Çanakkale Savaşı’na katılmış
Dönmemiştir
Fakat
Eşi, onun döneceğinden emindir
Öldüğüne inanmaz
Bekler
Bekler…
Sabırla, bıkmadan, usanmadan, gece gündüz döneceği günü bekler…
Çocukları vardır
Hayattan kopmaz, rızkı için, çocuklarının geleceği için çalışmaya da devam eder.
Pazara çıkacağı zaman, çocukları karşısına alır;
“Ben pazara gidiyorum, babanız gelirse pazara gittiğimi, hemen döneceğimi söyleyin, unutmayın ha…”
Komşuya mı gidecek;
“Çocuklar, ben komşuya gidiyorum, babanız gelirse komşuda olduğumu, hemen geleceğimi söyleyin, unutamayın ha…”
Veya
Mevlide gideceği zaman;
“Çocuklar, ben mevlide gidiyorum, babanız gelirse mevlide gittiğimi, hemen geleceğimi söyleyin, unutmayın ha…”
Usanmaz
Yorulmaz, üşenmez, gelmeyecek artık demez, umudunu kaybetmez, onun geleceğine yürekten inanır
Bu tembihler sürer gider;
“Babanız gelirse söyleyin, bir yere gitmesin, hemen geleceğim, unutmayın ha…”
Bunları tekrar eder durur
Yıllar geçer, zaman su gibi akar, çocuklar yetişir, büyür, ev bark sahibi olurlar.
Babaanne, anneanne olur
Fakat
O, eşini unutmaz
Onun geleceğine inanmaya devam eder, bir yere giderken çocuklara “babanız gelirse” diye başlayan tembihlerde bulunmayı hiç ihmal etmez.
Yaşlanır
Hastalanır
Yataklara düşer
Artık göç zamanının geldiğini anlar
Çocukları başına toplar;
“Yavrularım vakit geldi, yolculuk görünüyor, hakkınızı helal edin” der.

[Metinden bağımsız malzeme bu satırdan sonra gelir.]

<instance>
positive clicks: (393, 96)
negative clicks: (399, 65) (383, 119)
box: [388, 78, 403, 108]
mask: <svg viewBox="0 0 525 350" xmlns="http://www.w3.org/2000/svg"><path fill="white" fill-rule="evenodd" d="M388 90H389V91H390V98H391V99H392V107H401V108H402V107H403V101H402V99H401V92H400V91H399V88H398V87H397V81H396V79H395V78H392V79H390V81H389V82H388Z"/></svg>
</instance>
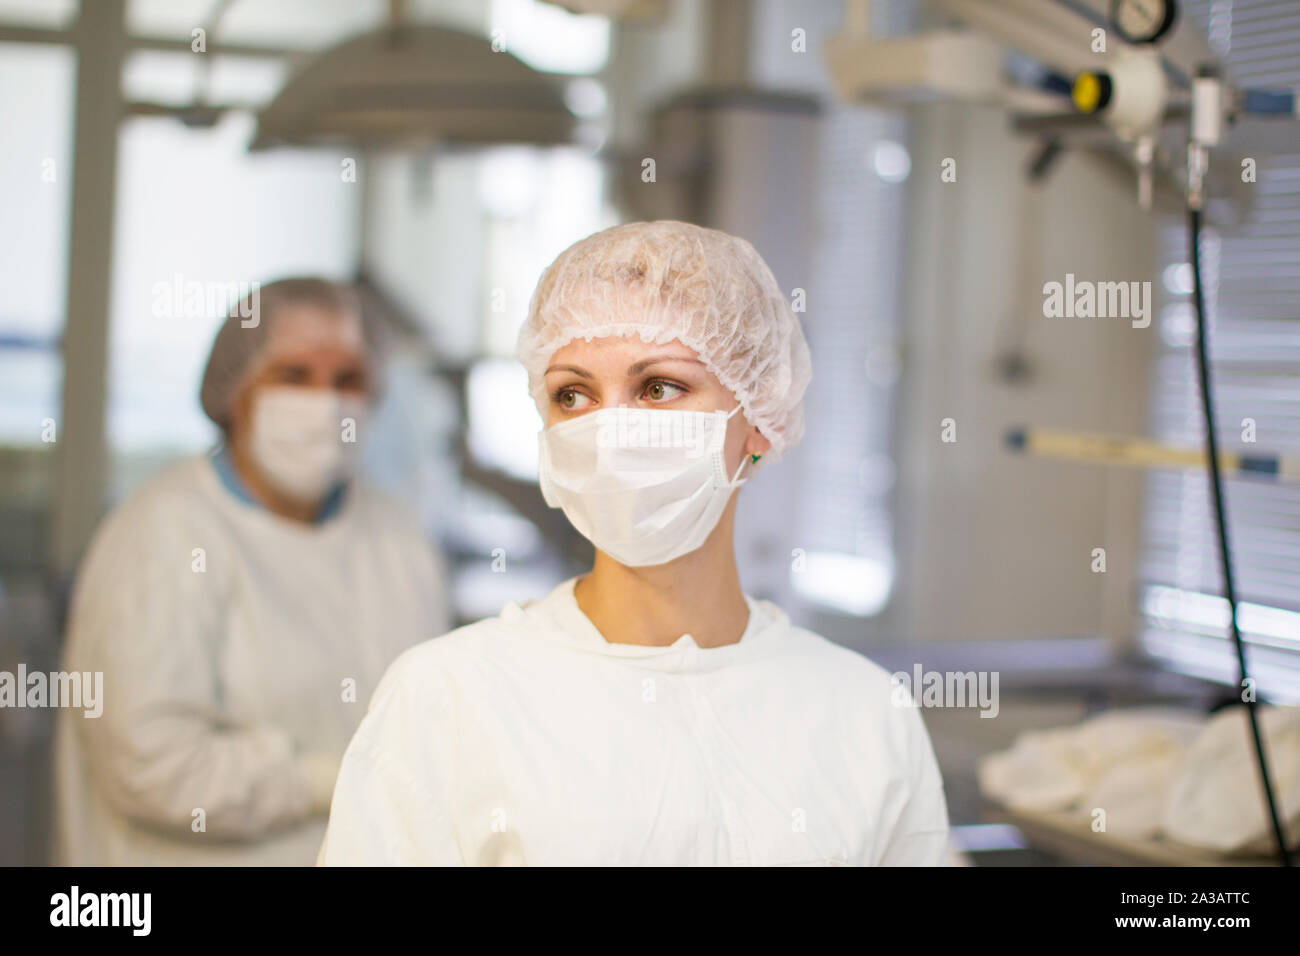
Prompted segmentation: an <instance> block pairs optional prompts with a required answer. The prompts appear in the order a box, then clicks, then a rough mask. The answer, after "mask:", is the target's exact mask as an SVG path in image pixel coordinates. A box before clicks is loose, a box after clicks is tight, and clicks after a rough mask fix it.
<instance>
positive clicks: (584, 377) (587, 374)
mask: <svg viewBox="0 0 1300 956" xmlns="http://www.w3.org/2000/svg"><path fill="white" fill-rule="evenodd" d="M551 372H572V373H573V375H577V376H581V377H582V378H590V377H591V373H590V372H588V371H586V369H585V368H578V367H577V365H550V367H549V368H547V369H546V372H545V373H543V375H550V373H551Z"/></svg>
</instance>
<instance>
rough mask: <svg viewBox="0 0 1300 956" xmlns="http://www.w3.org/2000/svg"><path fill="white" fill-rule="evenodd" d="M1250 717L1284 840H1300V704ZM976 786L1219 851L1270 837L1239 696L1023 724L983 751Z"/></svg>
mask: <svg viewBox="0 0 1300 956" xmlns="http://www.w3.org/2000/svg"><path fill="white" fill-rule="evenodd" d="M1258 718H1260V732H1261V735H1262V736H1264V743H1265V754H1266V756H1268V760H1269V775H1270V778H1271V780H1273V788H1274V796H1275V799H1277V801H1278V812H1279V816H1281V818H1282V822H1283V829H1284V831H1286V834H1287V843H1288V844H1290V845H1291V847H1295V845H1300V708H1283V706H1261V708H1260V709H1258ZM979 786H980V792H982V793H983V795H984V796H985V797H988V799H991V800H995V801H997V803H1000V804H1004V805H1005V806H1008V808H1011V809H1017V810H1040V812H1053V810H1054V812H1071V813H1076V814H1078V816H1079V817H1080V819H1086V821H1089V822H1091V821H1104V825H1105V832H1109V834H1115V835H1119V836H1125V838H1130V839H1156V838H1162V839H1167V840H1171V842H1175V843H1179V844H1184V845H1187V847H1192V848H1197V849H1203V851H1209V852H1214V853H1221V855H1225V856H1229V855H1234V856H1235V855H1260V853H1268V852H1269V851H1270V848H1271V845H1273V830H1271V823H1270V821H1269V817H1268V813H1266V805H1265V800H1264V791H1262V788H1261V786H1260V774H1258V769H1257V766H1256V758H1255V743H1253V737H1252V735H1251V726H1249V721H1248V717H1247V713H1245V709H1244V708H1240V706H1235V708H1227V709H1225V710H1222V711H1219V713H1218V714H1213V715H1205V714H1197V713H1193V711H1186V710H1175V709H1167V708H1140V709H1132V710H1112V711H1108V713H1105V714H1101V715H1099V717H1095V718H1092V719H1088V721H1084V722H1083V723H1080V724H1078V726H1073V727H1060V728H1053V730H1045V731H1028V732H1026V734H1022V735H1021V736H1019V737H1018V739H1017V741H1015V744H1014V745H1013V747H1011V748H1010V749H1008V750H1002V752H1000V753H993V754H989V756H988V757H984V758H983V761H980V765H979ZM1099 810H1101V812H1104V816H1102V814H1100V813H1099Z"/></svg>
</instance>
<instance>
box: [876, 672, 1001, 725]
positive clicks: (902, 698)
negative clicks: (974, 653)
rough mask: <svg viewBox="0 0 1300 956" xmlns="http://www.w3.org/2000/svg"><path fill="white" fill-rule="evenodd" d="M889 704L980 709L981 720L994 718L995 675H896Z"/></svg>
mask: <svg viewBox="0 0 1300 956" xmlns="http://www.w3.org/2000/svg"><path fill="white" fill-rule="evenodd" d="M889 683H891V684H892V685H893V691H892V695H891V702H892V704H893V705H894V706H896V708H979V710H980V717H997V711H998V709H1000V705H998V701H997V671H927V670H922V667H920V665H919V663H918V665H915V666H914V667H913V672H911V674H909V672H907V671H896V672H894V674H892V675H891V676H889Z"/></svg>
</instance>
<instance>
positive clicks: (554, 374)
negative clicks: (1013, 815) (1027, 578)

Kapıya doğru bakar, heyecanlanır, yataktan doğrulur;
“Bakın size demiştim ya… Babanız geldi… İşte orada… “
Bunları dedikten sonra ruhunu teslim eder
Hep geleceğine inandığı eşinin yanına gitmiştir...
…
Çanakkale sadece cephe hattı değildir
Cephenin arkasında da nice destanlar, kahramanlıklar, umutlar, benzersiz olaylar yaşanmıştır.